Were Louis Pasteur and Lady Eve Balfour right?

Pasteur focused on the taste and shelf life of the raw product (in the 1860s) and advocated low heating temperatures for beer and wine (Westhoff, 1978). Not pasteurisation, but thermisation. Lady Eve Balfour, as chair of the Soil Association, was willing to accept pasteurisation of raw milk (around the Second World War) as a temporary measure at a time when tuberculosis was present among cows and humans. TB (and most other infectious diseases) has now been curbed (read: eradicated) to such an extent that an important reason for pasteurising milk has disappeared. Knowledge about farm hygiene, milk cooling, the safety of raw milk and subclinical mastitis in cows is now so advanced that modern raw milk is generally as safe for consumption as raw milk (Berge and Baars, 2020). This certainly applies to those farmers that pay extra attention to the production of their raw milk, for example the German Vorzugsmilch, the English dairy farmers affiliated with the RMPA (Raw Milk Producers Association) or the American farms affiliated with RAWMI (Raw Milk Institute). These companies know what they are doing, maintain strict process control and have a well-established hygiene protocol. Even for new zoonotic problems, such as STEC, the hygiene measures at such companies seem to be sufficient to be able to supply extremely safe raw milk.

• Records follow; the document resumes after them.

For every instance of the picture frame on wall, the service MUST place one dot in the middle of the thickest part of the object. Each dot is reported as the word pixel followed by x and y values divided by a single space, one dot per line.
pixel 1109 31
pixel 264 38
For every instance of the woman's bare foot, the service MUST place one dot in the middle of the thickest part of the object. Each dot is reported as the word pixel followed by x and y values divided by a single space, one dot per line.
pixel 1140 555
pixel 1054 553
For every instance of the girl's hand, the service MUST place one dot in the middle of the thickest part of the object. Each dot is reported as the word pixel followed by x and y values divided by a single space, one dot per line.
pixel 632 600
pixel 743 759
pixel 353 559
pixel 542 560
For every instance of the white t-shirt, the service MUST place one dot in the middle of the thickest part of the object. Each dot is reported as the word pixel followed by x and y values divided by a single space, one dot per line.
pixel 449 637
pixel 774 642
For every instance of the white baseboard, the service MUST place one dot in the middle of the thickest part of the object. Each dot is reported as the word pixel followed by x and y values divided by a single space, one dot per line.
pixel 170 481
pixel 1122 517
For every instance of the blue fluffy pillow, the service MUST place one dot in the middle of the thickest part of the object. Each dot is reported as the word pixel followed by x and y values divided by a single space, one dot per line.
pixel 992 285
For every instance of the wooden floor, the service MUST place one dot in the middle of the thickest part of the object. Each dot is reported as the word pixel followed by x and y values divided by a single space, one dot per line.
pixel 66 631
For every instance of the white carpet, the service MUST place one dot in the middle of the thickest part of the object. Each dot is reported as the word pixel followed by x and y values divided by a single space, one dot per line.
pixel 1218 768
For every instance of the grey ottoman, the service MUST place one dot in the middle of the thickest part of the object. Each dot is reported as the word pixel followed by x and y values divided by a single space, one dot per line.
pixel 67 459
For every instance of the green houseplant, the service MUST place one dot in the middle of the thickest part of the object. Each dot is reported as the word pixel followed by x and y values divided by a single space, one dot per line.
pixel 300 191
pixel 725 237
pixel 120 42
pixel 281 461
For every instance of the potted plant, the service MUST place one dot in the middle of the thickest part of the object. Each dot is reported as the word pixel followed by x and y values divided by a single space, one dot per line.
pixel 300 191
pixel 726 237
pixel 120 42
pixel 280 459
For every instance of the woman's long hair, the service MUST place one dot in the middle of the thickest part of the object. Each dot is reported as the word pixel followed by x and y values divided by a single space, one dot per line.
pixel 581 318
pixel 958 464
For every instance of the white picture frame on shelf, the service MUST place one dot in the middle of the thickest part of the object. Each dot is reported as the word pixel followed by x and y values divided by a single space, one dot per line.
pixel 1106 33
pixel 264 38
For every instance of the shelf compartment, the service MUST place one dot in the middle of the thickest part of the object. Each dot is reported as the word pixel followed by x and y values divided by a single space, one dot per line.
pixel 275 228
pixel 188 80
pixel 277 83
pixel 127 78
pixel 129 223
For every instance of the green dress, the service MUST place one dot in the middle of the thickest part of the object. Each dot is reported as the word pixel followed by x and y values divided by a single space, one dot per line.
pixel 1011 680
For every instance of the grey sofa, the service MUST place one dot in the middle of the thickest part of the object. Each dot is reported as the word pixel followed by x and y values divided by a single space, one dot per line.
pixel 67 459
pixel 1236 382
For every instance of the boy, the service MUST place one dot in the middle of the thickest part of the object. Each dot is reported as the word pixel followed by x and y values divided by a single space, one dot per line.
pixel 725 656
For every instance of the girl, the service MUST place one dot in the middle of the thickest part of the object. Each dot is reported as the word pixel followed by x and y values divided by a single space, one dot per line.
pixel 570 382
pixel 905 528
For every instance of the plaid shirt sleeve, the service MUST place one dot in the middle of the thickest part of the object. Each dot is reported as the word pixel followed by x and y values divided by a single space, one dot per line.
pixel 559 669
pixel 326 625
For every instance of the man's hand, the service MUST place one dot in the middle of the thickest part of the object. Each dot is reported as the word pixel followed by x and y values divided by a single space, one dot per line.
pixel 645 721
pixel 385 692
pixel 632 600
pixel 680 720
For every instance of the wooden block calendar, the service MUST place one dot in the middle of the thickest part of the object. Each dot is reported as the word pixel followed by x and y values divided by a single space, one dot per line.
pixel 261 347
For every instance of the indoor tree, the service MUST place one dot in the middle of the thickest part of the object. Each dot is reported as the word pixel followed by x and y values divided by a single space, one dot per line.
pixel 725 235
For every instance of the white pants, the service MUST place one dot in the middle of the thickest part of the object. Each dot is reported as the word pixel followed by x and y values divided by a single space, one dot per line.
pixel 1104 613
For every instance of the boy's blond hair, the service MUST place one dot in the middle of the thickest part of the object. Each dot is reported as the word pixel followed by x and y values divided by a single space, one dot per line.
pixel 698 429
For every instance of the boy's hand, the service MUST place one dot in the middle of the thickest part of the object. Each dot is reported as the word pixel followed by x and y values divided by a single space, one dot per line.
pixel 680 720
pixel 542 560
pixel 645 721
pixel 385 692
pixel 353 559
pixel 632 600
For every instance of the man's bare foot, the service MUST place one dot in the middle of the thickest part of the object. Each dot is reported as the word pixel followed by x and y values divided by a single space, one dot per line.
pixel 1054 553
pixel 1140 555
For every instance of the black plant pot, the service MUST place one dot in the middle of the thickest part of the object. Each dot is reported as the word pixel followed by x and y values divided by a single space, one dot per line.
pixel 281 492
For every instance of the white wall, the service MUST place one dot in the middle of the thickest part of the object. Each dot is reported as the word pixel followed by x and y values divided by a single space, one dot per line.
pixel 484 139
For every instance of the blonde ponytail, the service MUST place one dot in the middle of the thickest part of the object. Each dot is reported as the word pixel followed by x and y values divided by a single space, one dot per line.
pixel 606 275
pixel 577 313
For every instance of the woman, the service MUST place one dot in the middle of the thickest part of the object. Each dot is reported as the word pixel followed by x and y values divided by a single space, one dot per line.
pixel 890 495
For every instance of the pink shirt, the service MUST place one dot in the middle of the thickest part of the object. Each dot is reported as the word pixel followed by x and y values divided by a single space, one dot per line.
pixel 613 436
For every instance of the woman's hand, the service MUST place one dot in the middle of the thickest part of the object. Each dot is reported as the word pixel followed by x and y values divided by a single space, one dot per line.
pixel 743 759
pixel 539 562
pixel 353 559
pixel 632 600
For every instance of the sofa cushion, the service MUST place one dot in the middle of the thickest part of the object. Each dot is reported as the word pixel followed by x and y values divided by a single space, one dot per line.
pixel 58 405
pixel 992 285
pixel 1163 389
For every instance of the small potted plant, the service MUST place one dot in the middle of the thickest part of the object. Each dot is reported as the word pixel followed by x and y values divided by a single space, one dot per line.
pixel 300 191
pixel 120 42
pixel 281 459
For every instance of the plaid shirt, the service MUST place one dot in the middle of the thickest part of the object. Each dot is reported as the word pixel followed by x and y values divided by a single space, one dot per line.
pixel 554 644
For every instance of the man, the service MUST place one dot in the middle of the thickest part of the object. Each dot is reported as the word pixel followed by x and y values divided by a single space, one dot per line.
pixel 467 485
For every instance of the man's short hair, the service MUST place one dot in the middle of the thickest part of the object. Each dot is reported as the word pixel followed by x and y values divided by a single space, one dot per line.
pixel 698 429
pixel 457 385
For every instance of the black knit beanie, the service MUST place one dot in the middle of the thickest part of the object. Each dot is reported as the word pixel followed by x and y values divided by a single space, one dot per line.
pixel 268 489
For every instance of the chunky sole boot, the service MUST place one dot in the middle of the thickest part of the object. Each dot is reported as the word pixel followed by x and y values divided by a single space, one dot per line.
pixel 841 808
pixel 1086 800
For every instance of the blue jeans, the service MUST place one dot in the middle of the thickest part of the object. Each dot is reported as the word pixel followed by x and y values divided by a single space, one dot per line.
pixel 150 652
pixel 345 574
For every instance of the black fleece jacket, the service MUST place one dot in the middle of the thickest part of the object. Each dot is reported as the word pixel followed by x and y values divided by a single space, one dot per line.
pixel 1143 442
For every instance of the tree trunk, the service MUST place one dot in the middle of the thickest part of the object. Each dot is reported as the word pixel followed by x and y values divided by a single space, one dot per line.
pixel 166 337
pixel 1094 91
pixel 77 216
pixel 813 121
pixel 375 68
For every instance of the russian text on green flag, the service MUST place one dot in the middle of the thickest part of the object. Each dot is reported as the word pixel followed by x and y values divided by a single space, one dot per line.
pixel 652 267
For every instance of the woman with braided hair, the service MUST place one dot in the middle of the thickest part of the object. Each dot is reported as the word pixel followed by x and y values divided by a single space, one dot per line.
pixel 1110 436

It has been a long road in terms of knowledge, technology and control, but it is possible: safe raw milk production and consumption. Now all that remains is acceptance.

Literature

  • Abbring, S., Xiong, L., Diks, M. A., Baars, T., Garssen, J., Hettinga, K., & van Esch, B. C. (2020). Loss of allergy-protective capacity of raw cow’s milk after heat treatment coincides with loss of immunologically active whey proteins. Food & function, 11(6), 4982-4993.
  • Berge, A. C., & Baars, T. (2020). Raw milk producers with high levels of hygiene and safety. Epidemiology & Infection, 148.
  • Jenkins, H. (1926). Experiments on the pasteurisation of milk, with reference to the efficiency of commercial pasteurisation. Epidemiology & Infection, 25(3), 273-284.
  • Karamonová, L., Fukal, L., Kodíček, M., Rauch, P., Mills, E. C., & Morgan 1, M. R. (2003). Immunoprobes for thermally-induced alterations in whey protein structure and their application to the analysis of thermally-treated milks. Food and agricultural immunology, 15(2), 77-91.
  • McKeown, T. (2016). Determinants of Health. In Understanding and applying medical anthropology (pp. 99-104). Routledge.
  • Westhoff, D. C. (1978). Heating milk for microbial destruction: A historical outline and update. Journal of Food Protection, 41(2), 122-130.